エドマンド・ウィルソンはモダニズム文学と象徴主義について論じた『アクセルの城』、レーニンによる社会主義革命に至るまでの革命家群像を描いた『フィンランド駅へ』で夙に有名なアメリカの批評家である。また、アメリカに亡命したナボコフを支援し、その著書の出版に尽力したこともよく知られている...
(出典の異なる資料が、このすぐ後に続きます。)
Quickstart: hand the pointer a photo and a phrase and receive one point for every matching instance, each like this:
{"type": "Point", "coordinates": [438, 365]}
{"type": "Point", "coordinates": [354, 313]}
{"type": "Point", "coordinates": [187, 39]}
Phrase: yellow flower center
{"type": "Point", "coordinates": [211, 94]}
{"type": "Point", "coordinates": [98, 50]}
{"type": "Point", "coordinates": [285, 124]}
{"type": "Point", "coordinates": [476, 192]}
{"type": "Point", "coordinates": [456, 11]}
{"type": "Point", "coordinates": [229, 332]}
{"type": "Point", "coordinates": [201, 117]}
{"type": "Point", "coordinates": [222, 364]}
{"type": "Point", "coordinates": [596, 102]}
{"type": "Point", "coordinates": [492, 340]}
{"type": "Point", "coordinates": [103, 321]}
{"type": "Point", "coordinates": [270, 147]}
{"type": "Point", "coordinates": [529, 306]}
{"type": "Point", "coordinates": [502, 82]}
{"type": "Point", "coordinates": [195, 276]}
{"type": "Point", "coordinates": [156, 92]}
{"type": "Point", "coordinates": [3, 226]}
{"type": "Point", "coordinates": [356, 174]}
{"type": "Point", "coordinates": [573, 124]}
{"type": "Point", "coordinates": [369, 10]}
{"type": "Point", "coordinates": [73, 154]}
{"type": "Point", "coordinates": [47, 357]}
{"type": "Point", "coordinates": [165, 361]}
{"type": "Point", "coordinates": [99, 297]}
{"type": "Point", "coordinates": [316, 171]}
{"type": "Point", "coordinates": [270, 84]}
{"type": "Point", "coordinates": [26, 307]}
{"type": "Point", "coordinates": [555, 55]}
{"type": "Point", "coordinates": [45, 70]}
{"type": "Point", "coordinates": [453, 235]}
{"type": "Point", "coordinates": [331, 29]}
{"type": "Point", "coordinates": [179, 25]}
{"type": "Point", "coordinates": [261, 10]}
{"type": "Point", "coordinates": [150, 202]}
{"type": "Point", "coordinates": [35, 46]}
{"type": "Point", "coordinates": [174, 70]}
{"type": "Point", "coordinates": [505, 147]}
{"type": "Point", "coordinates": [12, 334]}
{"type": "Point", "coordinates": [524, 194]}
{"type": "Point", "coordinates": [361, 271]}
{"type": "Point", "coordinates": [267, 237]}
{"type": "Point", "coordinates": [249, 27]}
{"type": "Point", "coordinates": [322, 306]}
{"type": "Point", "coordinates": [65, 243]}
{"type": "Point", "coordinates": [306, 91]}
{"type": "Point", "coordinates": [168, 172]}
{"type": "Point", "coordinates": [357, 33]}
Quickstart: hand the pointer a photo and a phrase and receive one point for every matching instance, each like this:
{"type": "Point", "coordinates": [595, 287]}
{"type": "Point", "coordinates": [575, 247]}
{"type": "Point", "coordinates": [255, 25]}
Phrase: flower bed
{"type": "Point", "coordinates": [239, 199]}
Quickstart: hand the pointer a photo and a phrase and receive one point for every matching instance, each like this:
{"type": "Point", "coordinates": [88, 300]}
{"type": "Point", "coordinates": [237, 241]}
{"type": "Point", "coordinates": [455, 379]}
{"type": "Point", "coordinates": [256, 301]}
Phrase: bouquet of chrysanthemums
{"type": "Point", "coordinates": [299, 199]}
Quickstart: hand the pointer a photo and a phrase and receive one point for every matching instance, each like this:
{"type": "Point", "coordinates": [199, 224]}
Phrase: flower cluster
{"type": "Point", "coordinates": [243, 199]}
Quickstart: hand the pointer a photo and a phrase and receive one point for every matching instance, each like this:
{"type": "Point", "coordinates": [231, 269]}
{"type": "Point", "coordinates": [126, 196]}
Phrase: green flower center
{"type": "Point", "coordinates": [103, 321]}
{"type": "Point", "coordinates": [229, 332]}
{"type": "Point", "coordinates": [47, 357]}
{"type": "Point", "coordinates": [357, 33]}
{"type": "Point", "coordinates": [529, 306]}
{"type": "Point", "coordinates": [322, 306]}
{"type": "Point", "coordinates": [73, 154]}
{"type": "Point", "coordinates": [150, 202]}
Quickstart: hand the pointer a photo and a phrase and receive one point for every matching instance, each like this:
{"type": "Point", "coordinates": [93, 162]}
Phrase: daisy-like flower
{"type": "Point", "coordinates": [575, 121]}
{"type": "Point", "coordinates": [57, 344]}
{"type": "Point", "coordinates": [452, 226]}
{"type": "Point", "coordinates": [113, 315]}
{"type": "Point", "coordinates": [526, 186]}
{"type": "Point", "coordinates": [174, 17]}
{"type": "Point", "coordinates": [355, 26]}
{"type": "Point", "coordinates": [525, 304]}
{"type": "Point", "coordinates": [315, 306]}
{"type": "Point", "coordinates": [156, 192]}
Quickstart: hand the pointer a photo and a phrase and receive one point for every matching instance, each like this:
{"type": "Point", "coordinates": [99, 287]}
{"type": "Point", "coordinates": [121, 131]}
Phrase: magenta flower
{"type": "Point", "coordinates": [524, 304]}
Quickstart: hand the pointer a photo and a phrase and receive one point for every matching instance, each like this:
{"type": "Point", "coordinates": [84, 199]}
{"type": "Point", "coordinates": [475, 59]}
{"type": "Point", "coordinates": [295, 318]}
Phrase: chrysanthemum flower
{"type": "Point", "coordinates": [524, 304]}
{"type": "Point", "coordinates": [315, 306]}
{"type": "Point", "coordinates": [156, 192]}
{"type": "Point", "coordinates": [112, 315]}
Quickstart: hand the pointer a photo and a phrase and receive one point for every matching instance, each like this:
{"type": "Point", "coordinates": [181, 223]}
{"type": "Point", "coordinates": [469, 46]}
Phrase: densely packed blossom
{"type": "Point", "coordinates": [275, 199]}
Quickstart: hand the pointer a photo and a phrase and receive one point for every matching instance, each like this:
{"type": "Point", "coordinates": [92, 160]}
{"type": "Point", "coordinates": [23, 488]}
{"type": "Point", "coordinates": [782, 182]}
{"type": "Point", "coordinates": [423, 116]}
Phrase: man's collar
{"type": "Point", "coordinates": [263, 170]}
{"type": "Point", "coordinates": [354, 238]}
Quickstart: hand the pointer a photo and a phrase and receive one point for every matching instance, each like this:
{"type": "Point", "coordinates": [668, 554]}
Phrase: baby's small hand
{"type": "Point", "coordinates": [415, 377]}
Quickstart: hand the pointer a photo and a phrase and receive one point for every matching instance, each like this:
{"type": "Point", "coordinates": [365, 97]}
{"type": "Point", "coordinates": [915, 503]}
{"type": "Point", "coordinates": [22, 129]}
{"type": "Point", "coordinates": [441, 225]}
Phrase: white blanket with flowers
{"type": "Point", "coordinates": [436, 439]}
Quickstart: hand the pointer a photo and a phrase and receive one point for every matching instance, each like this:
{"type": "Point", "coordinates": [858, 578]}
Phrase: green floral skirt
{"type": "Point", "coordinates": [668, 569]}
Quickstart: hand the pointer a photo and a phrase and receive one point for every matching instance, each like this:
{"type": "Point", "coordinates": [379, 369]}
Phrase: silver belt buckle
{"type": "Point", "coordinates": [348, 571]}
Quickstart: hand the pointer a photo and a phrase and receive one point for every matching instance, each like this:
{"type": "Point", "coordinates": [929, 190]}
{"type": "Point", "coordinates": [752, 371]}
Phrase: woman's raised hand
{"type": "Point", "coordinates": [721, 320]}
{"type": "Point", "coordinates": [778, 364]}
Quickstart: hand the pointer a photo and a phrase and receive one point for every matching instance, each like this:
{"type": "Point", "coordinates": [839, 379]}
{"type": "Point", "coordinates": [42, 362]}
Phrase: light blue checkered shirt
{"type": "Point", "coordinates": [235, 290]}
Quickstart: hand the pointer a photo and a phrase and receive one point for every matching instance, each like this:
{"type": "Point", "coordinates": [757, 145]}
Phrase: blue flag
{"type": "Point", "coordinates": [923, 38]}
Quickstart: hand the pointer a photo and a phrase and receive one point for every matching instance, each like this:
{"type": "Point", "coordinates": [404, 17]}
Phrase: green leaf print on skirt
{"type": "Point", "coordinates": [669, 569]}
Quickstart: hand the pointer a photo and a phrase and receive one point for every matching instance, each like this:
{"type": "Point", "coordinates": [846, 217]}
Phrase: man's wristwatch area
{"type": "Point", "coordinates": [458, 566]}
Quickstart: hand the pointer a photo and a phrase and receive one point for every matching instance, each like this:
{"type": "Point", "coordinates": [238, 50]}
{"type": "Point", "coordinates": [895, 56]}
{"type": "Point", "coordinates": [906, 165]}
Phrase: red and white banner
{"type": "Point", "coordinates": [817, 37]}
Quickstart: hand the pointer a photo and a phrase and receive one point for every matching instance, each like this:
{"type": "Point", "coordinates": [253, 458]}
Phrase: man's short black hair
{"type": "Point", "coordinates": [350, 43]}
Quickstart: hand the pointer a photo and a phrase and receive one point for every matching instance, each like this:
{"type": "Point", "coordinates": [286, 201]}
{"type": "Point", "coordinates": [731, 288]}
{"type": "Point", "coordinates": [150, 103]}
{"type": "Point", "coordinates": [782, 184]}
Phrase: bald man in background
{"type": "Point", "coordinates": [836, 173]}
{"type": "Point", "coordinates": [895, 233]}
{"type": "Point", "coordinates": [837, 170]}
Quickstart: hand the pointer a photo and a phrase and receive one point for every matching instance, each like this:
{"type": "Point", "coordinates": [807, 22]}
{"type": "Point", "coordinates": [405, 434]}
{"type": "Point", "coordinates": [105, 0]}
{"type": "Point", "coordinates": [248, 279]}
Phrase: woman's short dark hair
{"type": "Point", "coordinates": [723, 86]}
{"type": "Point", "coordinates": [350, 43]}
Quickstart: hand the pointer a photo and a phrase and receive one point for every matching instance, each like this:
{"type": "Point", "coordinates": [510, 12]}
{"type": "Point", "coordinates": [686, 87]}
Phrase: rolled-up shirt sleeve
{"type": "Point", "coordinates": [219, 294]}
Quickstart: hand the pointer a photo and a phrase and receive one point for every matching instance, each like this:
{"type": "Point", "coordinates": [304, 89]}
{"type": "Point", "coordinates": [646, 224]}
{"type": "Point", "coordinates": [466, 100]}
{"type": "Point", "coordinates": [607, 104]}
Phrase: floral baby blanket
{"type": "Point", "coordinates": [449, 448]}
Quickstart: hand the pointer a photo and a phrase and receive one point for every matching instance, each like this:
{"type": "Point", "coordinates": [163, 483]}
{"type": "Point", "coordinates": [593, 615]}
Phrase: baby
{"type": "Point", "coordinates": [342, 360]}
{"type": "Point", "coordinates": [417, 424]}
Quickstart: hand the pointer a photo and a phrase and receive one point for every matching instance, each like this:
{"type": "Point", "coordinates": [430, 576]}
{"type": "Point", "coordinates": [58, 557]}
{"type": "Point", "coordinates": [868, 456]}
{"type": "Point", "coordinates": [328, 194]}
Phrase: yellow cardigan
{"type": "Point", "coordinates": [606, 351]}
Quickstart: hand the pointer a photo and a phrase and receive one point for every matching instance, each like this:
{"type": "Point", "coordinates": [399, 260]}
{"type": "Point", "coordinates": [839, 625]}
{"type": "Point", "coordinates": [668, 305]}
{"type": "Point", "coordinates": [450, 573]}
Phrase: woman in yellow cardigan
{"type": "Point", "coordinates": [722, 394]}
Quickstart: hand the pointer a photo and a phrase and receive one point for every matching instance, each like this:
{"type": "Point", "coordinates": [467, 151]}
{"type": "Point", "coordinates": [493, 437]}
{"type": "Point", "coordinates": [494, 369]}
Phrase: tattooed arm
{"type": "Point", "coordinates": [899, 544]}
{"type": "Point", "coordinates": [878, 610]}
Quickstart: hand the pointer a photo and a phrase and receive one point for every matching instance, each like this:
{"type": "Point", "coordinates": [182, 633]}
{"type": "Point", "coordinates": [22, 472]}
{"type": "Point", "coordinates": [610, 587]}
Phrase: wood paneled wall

エドマンド・ウィルソンはモダニズム文学と象徴主義について論じた『アクセルの城』、レーニンによる社会主義革命に至るまでの革命家群像を描いた『フィンランド駅へ』で夙に有名なアメリカの批評家である。また、アメリカに亡命したナボコフを支援し、その著書の出版に尽力したこともよく知られている。後に考え方の違いから論争になるが、家族ぐるみの親密な交際の様子は先に出版されている往復書簡集で読むことができる。 百科全書的批評家と言われるウィルソンだが、大学に進んだときから「人文学のすべての主要部門についてのある程度のことを知」りたいというのが、彼の野望であった。プリンストン大学で文学を専攻し、コロンビア大学の夏期講座で社会学と労働問題について学んだ後、軍に入隊するまでの期間、ワシントンに出て政治ジャーナリズムの世界に身を置く。 ジャーナリズムの世界は現場第一である。まず現場に立ち、自分の眼で状況や人々の様子を観察する。その上で自分の考えを述べる。その経験が以後彼の書くものを特徴づけることになる。ウィルソンの批評は、何を読んでもまるで、その時、その場にいるような臨場感が際立つのだ。特にその場の情景や人物を活き活きと表現する筆力は、まるで小説を読んでいるかのように思うほどである。それでいながら書かれた物には、冷静な批評眼と社会正義を信じる熱い感情が共存している。 1920年代から60年代にかけて書かれた物の中から、主に社会に目を向けたルポルタージュ風のエッセイを集めて時代順に編んだものである。当時のアメリカは、1929年10月のニューヨーク株式市場大暴落に始まる世界恐慌の真っ最中。ユナイテッド・ステーツ銀行の倒産、ナショナル・シティ銀行頭取で投機のスーパーマンともて囃された〈サンシャイン・チャーリー〉の不正取引疑惑、不況下で顕わになった神話的人物ヘンリー・フォードの素顔と、その実態を暴いていく切り口の辛辣さと言ったらない。 一方では、移民や低賃金労働者、アメリカ・インディアンといった社会的弱者の置かれた劣悪な労働環境、住宅事情に対する憤りに溢れた告発がある。御用組合や共産党、最終的には大統領にまで至る権力を敵に回しての炭鉱労働者の孤立無援のストライキに対するウィルソンの眼差しは終始温かい。 民主党支持の本人はリベラルを自称するが、どう見てもバリバリの社会主義者の張る論陣である。当時のアメリカのリベラル派というものの寄って立つ位置がよく分かる。ソヴィエト連邦崩壊以降、雪崩を打つような社会主義の退潮で、すっかり元気をなくしてしまった左翼であるが、平和主義、マイノリティに向ける視線、拝金主義への批判と、この陣営の力によって社会がかろうじて均衡を保っていたことがあらためて思い出される。 半世紀も前に書かれたものだが、戦争について、アメリカ合衆国について、ロシアという国の文化や国民性について、今読んでも啓蒙されることの多い刺激的な論考が多い。映画嫌いだと自分でも書いているウィルソンが、チャップリンやエイゼンシュテインの映画についてかなりの紙幅を割いて述べているのも興味深い。現代社会について疑問を持つ人、リベラル派の旗色の悪さにじれったい思いを抱いている人にお薦め。なし崩し的にすべてが崩壊していくような時代の気分に負けて目を瞑るのでなく、酷い時代だからこそ、現場に足を運び、冷静に事実を見極める必要のあることをあらためて思い知らされる一冊。